# RIP my babies



## Kat28 (Mar 19, 2008)

Lost 1 of my cats yesterday and my german shepherd a couple of hours ago. What a couple of days. RIP babies


----------



## cats galore (Jul 17, 2012)

i'm so sorry for your losses. you must be devastated. RIP both of you. i'm sure you'll be together at rainbow bridge now xx


----------



## lymorelynn (Oct 4, 2008)

How very sad to lose them so close together 
RIP to your special pets


----------



## Calvine (Aug 20, 2012)

Poor you, so sorry to hear that...to lose one is difficult to bear, but two.. I lost my 15-year-old cat Elliot in December and not a day goes by without me thinking if I could have done more to keep him with us. They do become one of the family and it's awful when they go.
XX


----------



## Shiny (Mar 24, 2013)

I'm so sorry for your losses, it always hurts losing a family member. You definitely gave them the best lives possible!

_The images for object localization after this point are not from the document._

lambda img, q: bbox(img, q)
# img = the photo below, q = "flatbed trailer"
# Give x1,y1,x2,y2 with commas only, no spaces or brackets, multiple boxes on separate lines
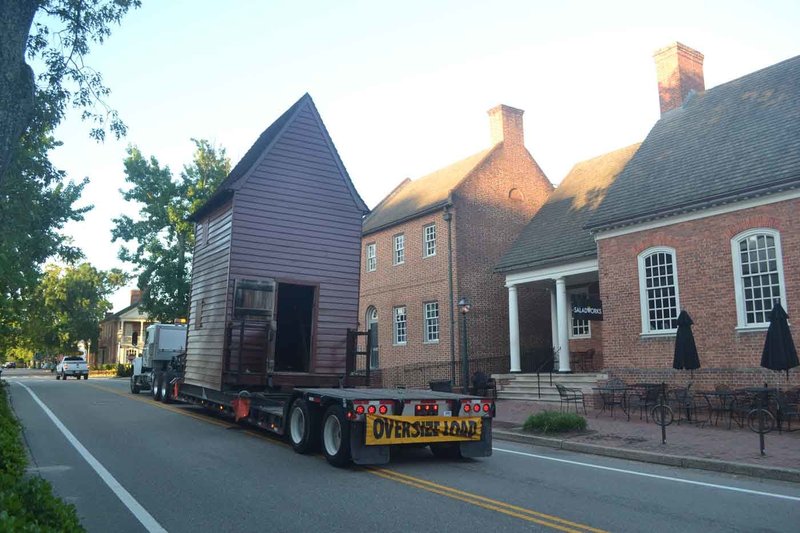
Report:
166,379,494,467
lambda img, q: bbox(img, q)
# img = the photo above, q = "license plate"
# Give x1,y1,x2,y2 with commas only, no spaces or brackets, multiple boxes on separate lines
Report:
364,415,482,445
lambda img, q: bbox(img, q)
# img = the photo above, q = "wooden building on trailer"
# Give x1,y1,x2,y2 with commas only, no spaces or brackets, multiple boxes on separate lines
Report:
186,93,369,391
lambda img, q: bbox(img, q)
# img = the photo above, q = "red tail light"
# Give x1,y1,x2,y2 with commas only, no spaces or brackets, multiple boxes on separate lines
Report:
355,405,365,415
367,405,377,414
464,404,472,412
378,405,388,414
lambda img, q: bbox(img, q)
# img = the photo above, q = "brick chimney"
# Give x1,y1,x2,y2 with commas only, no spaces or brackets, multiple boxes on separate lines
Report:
130,289,142,306
653,42,705,116
488,104,524,148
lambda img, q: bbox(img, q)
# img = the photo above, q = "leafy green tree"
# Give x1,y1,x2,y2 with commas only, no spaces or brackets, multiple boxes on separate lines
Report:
112,139,230,322
24,263,126,355
0,0,141,183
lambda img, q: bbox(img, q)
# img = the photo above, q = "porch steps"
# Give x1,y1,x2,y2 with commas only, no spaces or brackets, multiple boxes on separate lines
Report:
492,373,607,402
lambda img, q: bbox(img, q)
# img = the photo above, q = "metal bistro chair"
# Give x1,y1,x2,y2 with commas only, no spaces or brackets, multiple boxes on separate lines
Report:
555,383,586,415
628,384,661,422
776,390,800,432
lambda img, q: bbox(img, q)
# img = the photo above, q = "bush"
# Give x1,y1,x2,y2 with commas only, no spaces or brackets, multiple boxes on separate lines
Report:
116,364,133,377
103,364,114,371
522,410,587,433
0,382,84,531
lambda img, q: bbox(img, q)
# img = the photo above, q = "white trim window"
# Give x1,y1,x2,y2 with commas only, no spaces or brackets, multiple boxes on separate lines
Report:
732,229,786,328
423,301,439,342
423,224,436,257
393,306,407,345
366,243,376,272
638,247,680,334
568,289,591,339
393,234,405,265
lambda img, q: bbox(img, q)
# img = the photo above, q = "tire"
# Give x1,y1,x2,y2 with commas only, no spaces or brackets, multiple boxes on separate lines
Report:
430,443,463,460
56,373,61,380
130,374,140,394
152,372,163,401
83,374,89,380
321,405,352,467
160,372,172,404
288,400,320,454
61,372,67,380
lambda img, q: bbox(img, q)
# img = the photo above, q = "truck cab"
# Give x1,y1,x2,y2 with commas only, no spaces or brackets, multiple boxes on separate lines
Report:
131,324,187,394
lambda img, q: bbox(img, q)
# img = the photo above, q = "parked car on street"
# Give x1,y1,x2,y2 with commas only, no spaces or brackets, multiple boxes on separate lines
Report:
56,356,88,380
3,361,16,368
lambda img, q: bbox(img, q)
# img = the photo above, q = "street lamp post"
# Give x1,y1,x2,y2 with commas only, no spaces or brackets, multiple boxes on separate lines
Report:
458,297,471,392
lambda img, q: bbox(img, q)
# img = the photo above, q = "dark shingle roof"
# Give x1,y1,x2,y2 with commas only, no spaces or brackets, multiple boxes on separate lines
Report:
191,93,367,221
362,147,497,234
496,144,640,272
587,54,800,231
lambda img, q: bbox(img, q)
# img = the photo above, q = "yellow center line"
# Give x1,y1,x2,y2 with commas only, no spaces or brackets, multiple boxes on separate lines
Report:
366,467,607,533
90,382,606,531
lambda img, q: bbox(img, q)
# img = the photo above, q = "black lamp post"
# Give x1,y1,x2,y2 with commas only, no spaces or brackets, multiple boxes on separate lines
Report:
458,297,471,392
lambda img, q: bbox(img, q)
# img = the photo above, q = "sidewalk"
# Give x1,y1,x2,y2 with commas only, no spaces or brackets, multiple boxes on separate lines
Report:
492,399,800,483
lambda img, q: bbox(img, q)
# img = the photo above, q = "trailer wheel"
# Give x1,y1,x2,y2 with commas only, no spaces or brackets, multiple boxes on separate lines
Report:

Best wishes to you, and may your beautiful companions rest in peace.


----------



## jill3 (Feb 18, 2009)

I am so sorry for your loss of both your Babies. Last year we lost two cats in 24 hours and it is most Heart breaking.
I hope you have friends and family that will help you in your grief.
We are all here for you on this forum if ever you want to talk.
I know it helped me a lot.

I am sure that one Day we will meet up with our loved ones and until then we have lovely memories of them that will never fade.

R.I.P Kat's Babies and look after each other at Rainbow Bridge xx


----------



## Debbie on behalf of EGLR (Mar 14, 2013)

That is so sad, I can't imagine how you must feel. I am sure they went over the bridge together xxx


----------



## PennyTheCat (Mar 30, 2013)

Life can sometimes be so cruel - two beloved friends within 24 hours. My heartfelt sympathies to you xx 

RIP both your babies.


----------



## Kat28 (Mar 19, 2008)

Thank you everyone. Missing my babies x


----------



## janette shepherd (Mar 31, 2013)

So sorry to hear this my thoughts are with you .I lost my beutiful boxer bob last week and the pain is awful.
Rip babies together at Rainbow Bridge.x


----------



## Lulus mum (Feb 14, 2011)

Cant begin to understand how you feel.
I have lost our 2 dogs and 1 of our cats in the last 2 yrs -but your situation is so much more heartbreaking.
You have come to the right place for support-I speak from experience as P F members helped me so much 
You are in my thoughts-as are all those who are grieving for a pet they have lost
Maureen


----------



## lisa0307 (Aug 25, 2009)

Oh hun how awful...thinking of you at this very sad time.
R.I.P. Dearest Babies x


----------